If the marking is in one particular location, the most important thing is that you clean it up properly, says Dr Lindsey.

“It’s an intensive process – first use highly absorbent paper towels, then a product with enzymes to break down the protein content,” she explains.

“Repeat that process and spray with a surgical spirit to break down the fat content of the urine. If you don’t get rid of the urine mark properly, your cat will continue to identify that as a marking location.”

Anxiety can also lead to marking, so be wary of other cats in the house or neighbourhood who could be stressing yours out.

My dog is nervous around visitors: what should I do?

Give them a treat away from visitors and ask your guests to ignore them.

“Allow your dog to warm to them in their own time,” Currie suggests.

“Prepare a Kong or a toilet roll with peanut butter in it so you’re building positive associations with people that are coming to the house.”

My cat doesn’t want to socialise with me. Is there anything I can do?

It’s possible to train cats too.

It’s possible to train cats too.Credit: Getty.

Make sure they are feeling well and getting plenty of alone time.

“Sometimes they don’t want to socialise because they are sore – 80 per cent of cats over the age of 10 will have arthritis,” Dr Lindsey points out.

Ruling that out, the harder you try to snuggle with your cat, the more likely they are to resist, so try to go easy on them.

“Cats do like privacy, so have some dedicated me-time for them. It might be putting them in the bedroom for a couple of hours,” Currie says.

“We can also train our cats. There’s lots of fun tricks you can do with them to get your cat engaged with you and start to build a bit of a relationship. I think we need to learn to love the cat that is in front of us and learn what kind of interactions they want from us.”

My dog hates storms. Is there any way to calm him down?

If your dog is in a state of panic with pupils dilated, excessive panting, drooling, yawning and hiding, speak to your vet.

“There are some dogs who are a little worried and some who display excessive destructive behaviour or escaping – if your dog falls into that category, you need to get help,” Currie says.

But if it’s more low-level anxiety, try to distract them or create a safe place for them to hide out.

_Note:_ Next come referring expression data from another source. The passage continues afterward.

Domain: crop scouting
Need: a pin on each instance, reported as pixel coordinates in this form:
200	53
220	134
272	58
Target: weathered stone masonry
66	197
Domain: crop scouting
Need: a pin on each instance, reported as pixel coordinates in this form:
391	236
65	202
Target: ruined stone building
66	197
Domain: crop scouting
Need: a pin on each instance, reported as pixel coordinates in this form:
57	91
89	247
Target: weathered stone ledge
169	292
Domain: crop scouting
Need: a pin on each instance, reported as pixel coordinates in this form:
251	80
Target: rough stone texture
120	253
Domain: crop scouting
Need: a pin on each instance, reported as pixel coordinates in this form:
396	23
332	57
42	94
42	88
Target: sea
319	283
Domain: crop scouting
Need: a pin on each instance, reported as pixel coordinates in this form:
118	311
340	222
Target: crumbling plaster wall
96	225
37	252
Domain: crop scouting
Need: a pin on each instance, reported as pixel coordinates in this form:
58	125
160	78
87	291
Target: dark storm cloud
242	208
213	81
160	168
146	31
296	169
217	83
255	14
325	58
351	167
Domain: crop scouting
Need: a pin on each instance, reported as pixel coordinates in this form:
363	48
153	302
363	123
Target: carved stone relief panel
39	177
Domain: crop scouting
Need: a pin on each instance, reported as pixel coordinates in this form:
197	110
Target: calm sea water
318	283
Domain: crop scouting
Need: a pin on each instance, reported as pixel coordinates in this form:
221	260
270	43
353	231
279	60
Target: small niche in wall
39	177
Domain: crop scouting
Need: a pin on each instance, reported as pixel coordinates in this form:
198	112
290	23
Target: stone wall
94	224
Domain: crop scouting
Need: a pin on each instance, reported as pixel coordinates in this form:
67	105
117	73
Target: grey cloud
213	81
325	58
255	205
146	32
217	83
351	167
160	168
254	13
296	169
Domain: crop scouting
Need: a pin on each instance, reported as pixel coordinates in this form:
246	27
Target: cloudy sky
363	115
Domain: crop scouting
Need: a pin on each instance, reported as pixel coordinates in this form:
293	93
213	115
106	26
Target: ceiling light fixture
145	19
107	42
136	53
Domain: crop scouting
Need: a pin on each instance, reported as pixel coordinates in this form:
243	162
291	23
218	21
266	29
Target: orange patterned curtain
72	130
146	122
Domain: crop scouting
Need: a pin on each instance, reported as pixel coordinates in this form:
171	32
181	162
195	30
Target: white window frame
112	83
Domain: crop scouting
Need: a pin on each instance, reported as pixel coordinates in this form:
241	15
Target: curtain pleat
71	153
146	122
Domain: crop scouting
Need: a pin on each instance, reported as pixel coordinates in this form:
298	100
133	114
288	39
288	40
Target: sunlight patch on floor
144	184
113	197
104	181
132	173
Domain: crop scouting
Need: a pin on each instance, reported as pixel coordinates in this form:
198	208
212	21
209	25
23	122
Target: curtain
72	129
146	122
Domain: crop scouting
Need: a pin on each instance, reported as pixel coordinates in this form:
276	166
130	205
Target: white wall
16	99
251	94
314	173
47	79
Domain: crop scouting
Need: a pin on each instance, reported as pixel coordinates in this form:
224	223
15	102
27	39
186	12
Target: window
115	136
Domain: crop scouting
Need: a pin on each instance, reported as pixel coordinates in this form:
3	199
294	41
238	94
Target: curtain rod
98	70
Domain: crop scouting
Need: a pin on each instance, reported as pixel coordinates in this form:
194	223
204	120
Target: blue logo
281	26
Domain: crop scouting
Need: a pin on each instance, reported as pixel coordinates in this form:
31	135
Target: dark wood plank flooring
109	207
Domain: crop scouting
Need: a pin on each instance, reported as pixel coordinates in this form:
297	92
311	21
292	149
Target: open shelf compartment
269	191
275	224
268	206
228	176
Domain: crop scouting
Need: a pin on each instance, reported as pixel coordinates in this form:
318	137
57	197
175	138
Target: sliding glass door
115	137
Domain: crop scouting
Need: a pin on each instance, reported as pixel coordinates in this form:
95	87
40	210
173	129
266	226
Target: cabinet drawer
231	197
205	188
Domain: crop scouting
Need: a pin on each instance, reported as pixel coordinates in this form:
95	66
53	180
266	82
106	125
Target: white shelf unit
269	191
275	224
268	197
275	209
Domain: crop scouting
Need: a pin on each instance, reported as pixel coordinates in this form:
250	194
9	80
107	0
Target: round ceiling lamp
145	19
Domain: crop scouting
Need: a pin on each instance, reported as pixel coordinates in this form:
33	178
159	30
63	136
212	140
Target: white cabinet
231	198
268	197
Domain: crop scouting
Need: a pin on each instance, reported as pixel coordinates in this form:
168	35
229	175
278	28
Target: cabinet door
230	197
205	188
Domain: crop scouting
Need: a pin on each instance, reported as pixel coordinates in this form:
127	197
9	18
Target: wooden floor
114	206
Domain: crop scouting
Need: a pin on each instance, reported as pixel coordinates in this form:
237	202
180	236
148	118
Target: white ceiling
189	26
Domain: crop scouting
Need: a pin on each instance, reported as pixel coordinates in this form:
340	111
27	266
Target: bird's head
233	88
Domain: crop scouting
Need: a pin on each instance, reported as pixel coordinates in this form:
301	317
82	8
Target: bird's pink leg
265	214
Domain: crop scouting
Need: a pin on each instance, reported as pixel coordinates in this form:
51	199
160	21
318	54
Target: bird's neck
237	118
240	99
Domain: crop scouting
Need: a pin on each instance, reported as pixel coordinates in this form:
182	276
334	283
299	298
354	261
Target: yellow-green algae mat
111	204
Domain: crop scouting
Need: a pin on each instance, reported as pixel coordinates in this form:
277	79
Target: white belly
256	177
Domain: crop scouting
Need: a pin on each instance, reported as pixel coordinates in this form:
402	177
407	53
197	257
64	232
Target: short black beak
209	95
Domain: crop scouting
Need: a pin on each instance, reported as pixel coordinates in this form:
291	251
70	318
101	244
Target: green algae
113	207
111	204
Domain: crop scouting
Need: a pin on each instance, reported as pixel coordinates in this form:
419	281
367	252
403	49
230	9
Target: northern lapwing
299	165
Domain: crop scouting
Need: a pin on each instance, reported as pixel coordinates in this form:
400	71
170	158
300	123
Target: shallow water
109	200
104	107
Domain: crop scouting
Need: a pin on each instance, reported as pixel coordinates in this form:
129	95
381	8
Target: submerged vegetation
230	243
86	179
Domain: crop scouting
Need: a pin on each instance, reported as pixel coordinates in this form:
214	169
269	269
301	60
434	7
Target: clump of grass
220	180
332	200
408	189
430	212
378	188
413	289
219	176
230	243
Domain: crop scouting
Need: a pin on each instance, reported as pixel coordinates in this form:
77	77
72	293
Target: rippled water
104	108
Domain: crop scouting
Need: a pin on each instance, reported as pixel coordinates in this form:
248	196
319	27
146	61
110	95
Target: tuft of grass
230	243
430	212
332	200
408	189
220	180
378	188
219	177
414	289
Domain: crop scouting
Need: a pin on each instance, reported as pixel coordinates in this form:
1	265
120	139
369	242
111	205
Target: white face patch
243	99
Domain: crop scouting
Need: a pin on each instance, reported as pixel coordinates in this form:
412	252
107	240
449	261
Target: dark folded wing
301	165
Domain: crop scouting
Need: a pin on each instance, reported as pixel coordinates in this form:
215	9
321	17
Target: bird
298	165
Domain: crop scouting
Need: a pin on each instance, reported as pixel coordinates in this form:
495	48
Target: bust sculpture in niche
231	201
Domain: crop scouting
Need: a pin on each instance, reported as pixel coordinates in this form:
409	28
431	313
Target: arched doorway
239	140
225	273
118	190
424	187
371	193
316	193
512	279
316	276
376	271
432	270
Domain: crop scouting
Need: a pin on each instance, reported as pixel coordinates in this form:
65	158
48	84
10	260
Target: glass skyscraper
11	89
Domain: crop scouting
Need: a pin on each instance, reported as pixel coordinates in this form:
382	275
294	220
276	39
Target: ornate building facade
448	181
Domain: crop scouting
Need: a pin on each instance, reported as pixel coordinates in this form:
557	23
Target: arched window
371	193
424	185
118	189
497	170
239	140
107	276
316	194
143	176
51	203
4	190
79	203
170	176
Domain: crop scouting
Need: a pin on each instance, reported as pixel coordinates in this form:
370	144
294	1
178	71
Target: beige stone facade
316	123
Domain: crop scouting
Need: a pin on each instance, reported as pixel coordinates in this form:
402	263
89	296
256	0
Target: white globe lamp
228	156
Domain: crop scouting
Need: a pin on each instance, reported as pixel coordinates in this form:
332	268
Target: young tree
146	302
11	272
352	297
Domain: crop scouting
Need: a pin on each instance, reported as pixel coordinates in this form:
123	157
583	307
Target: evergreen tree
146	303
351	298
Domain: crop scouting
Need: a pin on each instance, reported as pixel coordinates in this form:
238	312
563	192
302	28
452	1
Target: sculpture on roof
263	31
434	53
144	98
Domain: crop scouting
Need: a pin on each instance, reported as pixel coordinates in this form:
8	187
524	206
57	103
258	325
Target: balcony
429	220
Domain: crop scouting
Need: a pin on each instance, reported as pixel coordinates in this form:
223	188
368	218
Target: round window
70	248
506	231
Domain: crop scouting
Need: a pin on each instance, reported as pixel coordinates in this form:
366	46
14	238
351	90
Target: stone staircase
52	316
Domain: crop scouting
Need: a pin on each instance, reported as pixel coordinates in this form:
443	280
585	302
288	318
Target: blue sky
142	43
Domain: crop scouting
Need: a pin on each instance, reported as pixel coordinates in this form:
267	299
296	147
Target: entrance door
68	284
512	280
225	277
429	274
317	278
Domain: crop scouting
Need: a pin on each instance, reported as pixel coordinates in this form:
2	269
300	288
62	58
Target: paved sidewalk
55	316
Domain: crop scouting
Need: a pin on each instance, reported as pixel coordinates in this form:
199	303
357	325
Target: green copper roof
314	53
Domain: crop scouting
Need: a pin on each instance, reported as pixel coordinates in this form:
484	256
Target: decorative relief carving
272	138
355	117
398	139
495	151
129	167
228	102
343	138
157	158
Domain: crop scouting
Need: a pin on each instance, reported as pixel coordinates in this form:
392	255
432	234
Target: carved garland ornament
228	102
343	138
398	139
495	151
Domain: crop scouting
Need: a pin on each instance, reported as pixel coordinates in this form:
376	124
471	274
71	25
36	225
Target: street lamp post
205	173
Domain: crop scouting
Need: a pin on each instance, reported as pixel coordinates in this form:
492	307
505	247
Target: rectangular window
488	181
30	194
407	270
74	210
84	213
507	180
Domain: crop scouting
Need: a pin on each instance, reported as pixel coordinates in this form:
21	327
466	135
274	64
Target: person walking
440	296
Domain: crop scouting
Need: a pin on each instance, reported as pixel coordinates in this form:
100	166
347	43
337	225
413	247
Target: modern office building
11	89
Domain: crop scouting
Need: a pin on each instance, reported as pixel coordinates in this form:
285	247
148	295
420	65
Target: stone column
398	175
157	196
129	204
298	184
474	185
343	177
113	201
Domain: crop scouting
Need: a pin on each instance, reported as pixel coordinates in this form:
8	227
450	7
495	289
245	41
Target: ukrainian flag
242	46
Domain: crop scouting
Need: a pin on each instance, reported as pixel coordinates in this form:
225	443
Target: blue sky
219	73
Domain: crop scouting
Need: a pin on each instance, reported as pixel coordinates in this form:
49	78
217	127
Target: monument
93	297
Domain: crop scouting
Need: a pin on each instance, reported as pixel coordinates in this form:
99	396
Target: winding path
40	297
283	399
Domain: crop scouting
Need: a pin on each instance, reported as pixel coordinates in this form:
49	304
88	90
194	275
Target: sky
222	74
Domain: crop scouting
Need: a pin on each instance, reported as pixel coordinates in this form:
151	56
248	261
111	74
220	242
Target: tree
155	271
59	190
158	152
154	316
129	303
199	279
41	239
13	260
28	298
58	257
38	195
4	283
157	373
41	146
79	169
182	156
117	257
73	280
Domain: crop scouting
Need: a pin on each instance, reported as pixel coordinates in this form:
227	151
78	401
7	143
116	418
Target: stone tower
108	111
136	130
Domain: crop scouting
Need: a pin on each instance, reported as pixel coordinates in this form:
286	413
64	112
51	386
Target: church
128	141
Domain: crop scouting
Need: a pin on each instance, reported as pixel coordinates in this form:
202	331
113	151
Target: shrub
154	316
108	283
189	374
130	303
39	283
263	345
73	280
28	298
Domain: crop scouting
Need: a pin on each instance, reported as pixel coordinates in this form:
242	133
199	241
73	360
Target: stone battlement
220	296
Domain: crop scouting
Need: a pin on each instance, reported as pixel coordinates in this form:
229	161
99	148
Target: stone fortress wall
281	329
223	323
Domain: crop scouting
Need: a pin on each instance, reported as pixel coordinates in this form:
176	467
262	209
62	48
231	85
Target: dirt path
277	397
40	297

“Bring them inside, close the curtains to block out the lightning flashes and put on some music or TV to block out the sound of the rain,” Currie suggests.

Like most dog situations, food usually helps too.

“Bring out your high motivation foods, like grated cheese and ham and yoghurt – give them something else to do that helps keep them calm and takes their mind off things,” suggests Dr Lindsey.

“Dogs can’t multi-task so if they are chewing or using a snuffle mat to find their favourite foods, they’re not going to be able to simultaneously worry about the scary sounds that are coming from outside.”

For a longer-term approach, you could try a nutritional supplement that helps to keep your dog calm – just remember, there is no quick fix for anxiety so you will need to be consistent.